Bayern unterstützt Lilium mit 50 Millionen Euro
Bundesmittel erforderlich; Hype um Flugtaxis sinkt

Das Land Bayern hat beschlossen, dem Luftfahrtunternehmen Lilium mit einem Kredit in Höhe von 50 Millionen Euro zu unterstützen. Diese Hilfe soll jedoch nur bereitgestellt werden, wenn der Bund ebenfalls einen gleichwertigen Beitrag leistet. Das Kabinett hat die Haftung für den Kredit übernommen, während sich Lilium bislang nicht zu dem Beschluss äußern wollte. Die Entscheidung, die nach monatelangen Verhandlungen getroffen wurde, zeigt die anhaltenden Schwierigkeiten bei der Sicherstellung von Finanzierungen für innovative Luftfahrttechnologien.

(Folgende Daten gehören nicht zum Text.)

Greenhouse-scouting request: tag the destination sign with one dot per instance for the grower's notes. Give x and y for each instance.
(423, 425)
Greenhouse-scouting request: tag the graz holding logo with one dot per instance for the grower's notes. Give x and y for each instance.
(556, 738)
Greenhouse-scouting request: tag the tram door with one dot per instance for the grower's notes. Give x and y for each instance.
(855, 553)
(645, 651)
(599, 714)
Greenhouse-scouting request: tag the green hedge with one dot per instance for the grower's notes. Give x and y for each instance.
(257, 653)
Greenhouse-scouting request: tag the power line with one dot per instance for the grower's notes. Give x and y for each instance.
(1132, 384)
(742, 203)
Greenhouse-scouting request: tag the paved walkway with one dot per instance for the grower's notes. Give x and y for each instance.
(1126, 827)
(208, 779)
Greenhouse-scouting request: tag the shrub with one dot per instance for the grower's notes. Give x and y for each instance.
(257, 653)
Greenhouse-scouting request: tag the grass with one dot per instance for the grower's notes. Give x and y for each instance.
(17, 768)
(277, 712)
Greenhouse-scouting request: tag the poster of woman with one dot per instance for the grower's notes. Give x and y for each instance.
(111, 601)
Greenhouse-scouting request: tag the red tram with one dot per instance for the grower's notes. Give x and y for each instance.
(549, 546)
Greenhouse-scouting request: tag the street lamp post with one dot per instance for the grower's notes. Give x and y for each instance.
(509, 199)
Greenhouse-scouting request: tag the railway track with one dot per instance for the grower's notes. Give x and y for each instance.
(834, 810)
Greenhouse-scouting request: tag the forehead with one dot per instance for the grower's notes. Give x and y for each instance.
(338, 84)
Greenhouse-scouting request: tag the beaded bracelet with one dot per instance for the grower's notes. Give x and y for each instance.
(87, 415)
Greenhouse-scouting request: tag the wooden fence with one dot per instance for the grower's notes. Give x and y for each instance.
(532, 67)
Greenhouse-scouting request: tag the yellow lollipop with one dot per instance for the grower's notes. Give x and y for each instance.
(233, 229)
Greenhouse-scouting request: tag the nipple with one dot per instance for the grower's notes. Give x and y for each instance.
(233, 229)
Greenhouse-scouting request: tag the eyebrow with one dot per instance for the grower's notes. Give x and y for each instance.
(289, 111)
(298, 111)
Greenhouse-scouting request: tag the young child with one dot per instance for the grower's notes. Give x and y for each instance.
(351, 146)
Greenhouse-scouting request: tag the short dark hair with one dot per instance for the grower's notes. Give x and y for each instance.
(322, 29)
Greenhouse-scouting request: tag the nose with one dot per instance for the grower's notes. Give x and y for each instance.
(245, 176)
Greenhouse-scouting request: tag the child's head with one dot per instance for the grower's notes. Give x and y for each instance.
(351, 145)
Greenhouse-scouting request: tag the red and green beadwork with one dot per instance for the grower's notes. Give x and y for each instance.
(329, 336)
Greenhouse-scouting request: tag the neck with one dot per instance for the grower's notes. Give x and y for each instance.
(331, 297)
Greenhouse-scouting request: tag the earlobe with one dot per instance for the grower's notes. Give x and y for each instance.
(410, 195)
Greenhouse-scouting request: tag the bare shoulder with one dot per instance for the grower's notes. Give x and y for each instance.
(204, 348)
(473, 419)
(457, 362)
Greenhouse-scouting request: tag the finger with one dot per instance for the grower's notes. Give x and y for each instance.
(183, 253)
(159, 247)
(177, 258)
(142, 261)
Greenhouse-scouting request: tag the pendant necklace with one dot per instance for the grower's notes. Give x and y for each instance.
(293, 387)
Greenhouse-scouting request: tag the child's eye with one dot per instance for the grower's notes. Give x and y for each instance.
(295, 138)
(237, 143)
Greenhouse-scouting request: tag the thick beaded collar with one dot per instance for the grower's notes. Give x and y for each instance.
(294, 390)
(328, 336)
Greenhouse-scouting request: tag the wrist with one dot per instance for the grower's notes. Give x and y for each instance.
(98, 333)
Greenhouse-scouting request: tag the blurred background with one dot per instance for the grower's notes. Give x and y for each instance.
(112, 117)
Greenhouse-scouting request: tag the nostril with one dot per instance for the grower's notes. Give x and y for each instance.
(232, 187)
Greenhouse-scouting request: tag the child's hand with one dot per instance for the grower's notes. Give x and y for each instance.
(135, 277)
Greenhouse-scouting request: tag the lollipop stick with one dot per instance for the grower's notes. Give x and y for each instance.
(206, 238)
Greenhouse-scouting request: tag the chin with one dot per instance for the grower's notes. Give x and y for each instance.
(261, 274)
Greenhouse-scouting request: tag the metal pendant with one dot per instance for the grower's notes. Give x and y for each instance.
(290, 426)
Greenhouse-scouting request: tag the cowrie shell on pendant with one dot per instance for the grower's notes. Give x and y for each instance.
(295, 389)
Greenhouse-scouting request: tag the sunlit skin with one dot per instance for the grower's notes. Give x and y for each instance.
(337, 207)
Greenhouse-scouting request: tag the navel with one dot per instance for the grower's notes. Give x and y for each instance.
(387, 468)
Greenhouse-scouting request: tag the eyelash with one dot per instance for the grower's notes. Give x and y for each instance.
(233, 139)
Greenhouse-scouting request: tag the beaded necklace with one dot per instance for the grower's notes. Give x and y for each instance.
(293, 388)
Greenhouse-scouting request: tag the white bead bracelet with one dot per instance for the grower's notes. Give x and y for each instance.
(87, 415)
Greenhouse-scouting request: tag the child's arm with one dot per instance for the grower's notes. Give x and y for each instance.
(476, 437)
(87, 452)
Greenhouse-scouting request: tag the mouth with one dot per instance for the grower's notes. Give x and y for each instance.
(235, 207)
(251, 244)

In den vergangenen Monaten hatte Lilium zunehmend Druck ausgeübt, um alternative Finanzierungsmöglichkeiten zu finden. Das Unternehmen hatte Berater engagiert, die Möglichkeiten eines Verkaufs oder Umzugs ins Ausland prüften. Neben Lilium hatte auch der Wettbewerber Volocopter aus Bruchsal um staatliche Unterstützung geworben, war jedoch gescheitert. Dies verdeutlicht die Herausforderungen, mit denen die Branche konfrontiert ist, insbesondere in einem Umfeld, in dem Risikokapitalgeber vorsichtiger geworden sind.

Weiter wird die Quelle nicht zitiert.